Un taglio che pensavamo sepolto negli anni Ottanta è tornato a farsi vedere sotto i lampioni delle città: il mullet oggi non è nostalgia, ma una scelta di libertà. Lo vedi spuntare in metro, tra uffici e concerti, con la stessa naturalezza di una felpa. Perché proprio adesso? Perché racconta chi siamo quando smettiamo di inseguire la perfezione.

Prendo il tram. Davanti a me, una manager con blazer blu e un taglio a triglia morbido sulla nuca. Tre posti più in là, uno studente con frangia corta e retro lungo. Nessuno ride. Anzi, qualcuno chiede dove l’abbiano fatto. È lì che capisci che non è più ironia: è stile quotidiano.
Dal piccolo schermo alle strade
La scintilla è arrivata dallo schermo. Le serie TV e le docuserie hanno sdoganato un’estetica ruvida, senza filtri. Dopo l’onda d’urto di Tiger King (2020), che ha trasformato il kitsch in conversazione culturale, le ricerche per “mullet” sono schizzate su Google Trends. Su TikTok, l’hashtag ha accumulato miliardi di visualizzazioni: tutorial, trasformazioni, tagli sbagliati diventati “giusti”. Da lì la strada è stata breve.
Le popstar hanno fatto il resto. Miley Cyrus ha riportato in scena lo shag‑mullet nel 2020. Zendaya lo aveva già osato ai Grammy 2016. Anche il calcio e il pop asiatico lo hanno normalizzato, mescolando fluidità di genere e attitudine pop. Nel 2026 il trend non fa più scalpore: è maturato. Lo incontri a Milano e a Parigi, ma pure nella barberia di quartiere.

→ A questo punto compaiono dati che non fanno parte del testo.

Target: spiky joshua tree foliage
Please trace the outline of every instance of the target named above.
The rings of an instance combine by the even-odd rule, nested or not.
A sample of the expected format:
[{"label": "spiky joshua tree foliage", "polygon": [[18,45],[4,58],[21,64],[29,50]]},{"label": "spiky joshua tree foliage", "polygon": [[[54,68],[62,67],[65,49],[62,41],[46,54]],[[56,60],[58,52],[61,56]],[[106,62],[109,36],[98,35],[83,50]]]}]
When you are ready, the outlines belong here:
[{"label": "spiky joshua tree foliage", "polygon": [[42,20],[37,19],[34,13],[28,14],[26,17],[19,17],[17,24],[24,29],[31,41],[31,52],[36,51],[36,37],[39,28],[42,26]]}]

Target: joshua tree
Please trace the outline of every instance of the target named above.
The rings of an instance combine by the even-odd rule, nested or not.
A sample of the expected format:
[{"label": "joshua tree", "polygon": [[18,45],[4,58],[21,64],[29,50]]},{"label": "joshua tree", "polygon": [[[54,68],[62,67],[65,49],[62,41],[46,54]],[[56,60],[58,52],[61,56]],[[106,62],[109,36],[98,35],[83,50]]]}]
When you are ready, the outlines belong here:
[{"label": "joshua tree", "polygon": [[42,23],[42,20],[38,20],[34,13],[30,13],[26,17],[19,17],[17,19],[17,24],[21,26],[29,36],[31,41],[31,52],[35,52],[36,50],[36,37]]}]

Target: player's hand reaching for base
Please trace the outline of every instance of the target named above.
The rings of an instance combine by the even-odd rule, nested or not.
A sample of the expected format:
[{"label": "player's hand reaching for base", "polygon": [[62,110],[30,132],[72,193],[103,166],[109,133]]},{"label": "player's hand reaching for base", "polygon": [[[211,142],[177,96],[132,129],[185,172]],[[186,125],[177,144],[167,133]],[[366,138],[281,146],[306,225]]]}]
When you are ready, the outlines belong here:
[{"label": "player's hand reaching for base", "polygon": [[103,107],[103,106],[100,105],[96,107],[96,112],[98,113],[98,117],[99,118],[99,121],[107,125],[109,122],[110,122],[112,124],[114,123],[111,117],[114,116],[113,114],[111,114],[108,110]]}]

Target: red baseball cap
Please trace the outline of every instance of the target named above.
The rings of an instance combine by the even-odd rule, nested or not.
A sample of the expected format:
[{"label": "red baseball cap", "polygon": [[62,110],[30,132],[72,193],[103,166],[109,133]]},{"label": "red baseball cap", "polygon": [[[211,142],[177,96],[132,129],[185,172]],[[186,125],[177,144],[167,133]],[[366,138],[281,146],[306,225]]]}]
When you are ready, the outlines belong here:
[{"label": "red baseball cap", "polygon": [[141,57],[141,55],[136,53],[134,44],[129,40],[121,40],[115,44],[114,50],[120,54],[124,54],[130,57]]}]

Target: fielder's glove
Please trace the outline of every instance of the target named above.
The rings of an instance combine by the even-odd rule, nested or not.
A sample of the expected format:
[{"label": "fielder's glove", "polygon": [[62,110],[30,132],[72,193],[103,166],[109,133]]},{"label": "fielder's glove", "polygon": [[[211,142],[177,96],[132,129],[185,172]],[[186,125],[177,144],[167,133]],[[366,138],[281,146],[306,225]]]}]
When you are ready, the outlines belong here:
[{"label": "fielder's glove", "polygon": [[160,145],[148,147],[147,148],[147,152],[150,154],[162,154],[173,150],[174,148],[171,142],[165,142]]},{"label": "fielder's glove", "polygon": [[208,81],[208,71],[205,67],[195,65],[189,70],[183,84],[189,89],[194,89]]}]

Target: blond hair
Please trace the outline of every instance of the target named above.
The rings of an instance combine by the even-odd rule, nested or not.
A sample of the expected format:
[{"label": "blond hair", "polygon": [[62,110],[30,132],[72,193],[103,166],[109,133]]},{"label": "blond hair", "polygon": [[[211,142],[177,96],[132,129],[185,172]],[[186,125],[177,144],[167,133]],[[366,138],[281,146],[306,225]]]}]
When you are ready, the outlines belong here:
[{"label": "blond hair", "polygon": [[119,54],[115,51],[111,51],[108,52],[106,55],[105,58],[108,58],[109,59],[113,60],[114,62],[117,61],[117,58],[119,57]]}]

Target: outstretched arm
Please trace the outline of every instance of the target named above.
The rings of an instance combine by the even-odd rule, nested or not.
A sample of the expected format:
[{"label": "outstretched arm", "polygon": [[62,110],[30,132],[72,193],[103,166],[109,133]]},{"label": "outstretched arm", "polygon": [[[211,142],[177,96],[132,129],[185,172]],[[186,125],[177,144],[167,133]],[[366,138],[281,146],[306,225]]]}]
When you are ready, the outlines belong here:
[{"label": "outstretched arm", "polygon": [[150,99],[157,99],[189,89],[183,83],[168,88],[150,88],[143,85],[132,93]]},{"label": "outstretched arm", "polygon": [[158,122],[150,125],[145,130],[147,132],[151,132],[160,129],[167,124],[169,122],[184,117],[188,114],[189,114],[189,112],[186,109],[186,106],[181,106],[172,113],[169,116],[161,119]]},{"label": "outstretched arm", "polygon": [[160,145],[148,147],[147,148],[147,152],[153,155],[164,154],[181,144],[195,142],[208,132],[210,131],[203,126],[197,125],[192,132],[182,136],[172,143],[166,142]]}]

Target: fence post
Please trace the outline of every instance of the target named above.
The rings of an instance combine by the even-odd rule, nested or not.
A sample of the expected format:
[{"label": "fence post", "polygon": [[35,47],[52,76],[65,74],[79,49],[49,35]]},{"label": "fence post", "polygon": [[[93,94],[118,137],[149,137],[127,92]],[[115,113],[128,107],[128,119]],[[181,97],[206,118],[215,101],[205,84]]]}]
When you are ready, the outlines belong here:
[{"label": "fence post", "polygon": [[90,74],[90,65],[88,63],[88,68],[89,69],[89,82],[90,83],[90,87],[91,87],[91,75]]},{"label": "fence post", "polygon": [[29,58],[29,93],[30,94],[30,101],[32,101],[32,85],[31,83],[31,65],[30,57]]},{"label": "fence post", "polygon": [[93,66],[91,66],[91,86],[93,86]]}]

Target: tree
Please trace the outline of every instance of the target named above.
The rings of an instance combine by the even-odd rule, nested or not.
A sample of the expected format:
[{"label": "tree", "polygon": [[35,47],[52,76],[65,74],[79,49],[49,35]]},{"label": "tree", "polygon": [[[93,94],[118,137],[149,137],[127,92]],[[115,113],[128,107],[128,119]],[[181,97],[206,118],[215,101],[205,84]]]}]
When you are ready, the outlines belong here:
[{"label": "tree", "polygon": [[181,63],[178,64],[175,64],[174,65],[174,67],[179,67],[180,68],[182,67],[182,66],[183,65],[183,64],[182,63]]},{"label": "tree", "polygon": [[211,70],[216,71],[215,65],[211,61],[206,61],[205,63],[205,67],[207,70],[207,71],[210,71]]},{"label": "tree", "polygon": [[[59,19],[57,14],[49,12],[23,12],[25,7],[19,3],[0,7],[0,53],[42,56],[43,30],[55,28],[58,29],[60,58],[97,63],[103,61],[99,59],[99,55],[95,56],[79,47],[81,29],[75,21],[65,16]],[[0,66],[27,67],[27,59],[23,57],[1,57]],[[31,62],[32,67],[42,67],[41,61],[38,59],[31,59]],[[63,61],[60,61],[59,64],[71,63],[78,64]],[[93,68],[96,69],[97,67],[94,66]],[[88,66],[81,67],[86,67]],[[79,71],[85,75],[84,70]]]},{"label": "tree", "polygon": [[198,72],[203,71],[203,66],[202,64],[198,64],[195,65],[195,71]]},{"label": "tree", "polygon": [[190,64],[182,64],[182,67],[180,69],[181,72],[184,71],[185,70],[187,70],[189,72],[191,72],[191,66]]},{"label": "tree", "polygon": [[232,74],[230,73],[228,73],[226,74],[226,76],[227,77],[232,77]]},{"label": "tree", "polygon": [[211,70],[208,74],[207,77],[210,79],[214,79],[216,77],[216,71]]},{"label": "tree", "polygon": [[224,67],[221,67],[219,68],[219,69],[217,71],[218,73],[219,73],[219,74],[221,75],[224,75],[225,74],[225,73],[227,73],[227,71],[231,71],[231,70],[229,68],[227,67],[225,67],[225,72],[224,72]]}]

Cosa lo rende così desiderabile adesso? L’autenticità. Il mullet punge l’ideale lucido dei social e dice: non devo piacere a tutti. È un taglio che lascia margine di gioco. Puoi tenerlo business in the front, party in the back. Serio davanti, libertà dietro. È la sintesi di una vita ibrida, tra call su Teams e serate fuori, tra identità che cambiano a seconda del contesto.
Come si porta oggi (senza stress)
Dimentica l’effetto trascurato. I parrucchieri moderni lavorano con scalature leggere, volume in alto, nuca morbida. Tagliano al millimetro per incorniciare lo sguardo e lasciare movimento dietro. Funziona su molti visi perché allunga senza appesantire. Richiede poca piega: asciugatura naturale, crema testurizzante, mano nei capelli e via. È manutenzione intelligente, non ossessione.
Nella pratica? In salone si parte da una base adattata al tuo tipo di capello. Riccio stretto? Retro pieno e frangia ariosa. Liscio fine? Strati corti sopra per dare corpo. Tempo medio: 35–50 minuti. Non ci sono numeri ufficiali sulle richieste, ma molti saloni riportano un aumento costante dal 2021. Lo conferma anche la quantità di “tagli mullet” sui listini online di catene nazionali.
Non è solo estetica. È comportamento. Il mullet concede margine all’errore, al “vissuto” quotidiano. Piace perché accetta il movimento naturale, non lo costringe. E fa pace con le contraddizioni: è rock ma elegante, vintage ma attuale, ironico ma serio quando serve.
C’è anche un effetto memoria. Dentro ci leggi Bowie, il motocross, i poster sgualciti. Ma la versione 2026 è più inclusiva. Più pulita. Meno maschile per forza, più condivisa. Se vuoi capire l’origine pop del grande ritorno, basta rivedere un episodio di Tiger King: ecco il link alla voce enciclopedica, per contesto e date aggiornate (it.wikipedia.org/wiki/Tiger_King).
Forse è questo il punto. In un mondo che ci chiede di essere lineari, il taglio a triglia rivendica l’angolo storto. Ti ci rivedi? O preferisci restare senza retro lungo, lasciando che a parlare sia l’idea di potercelo permettere domani?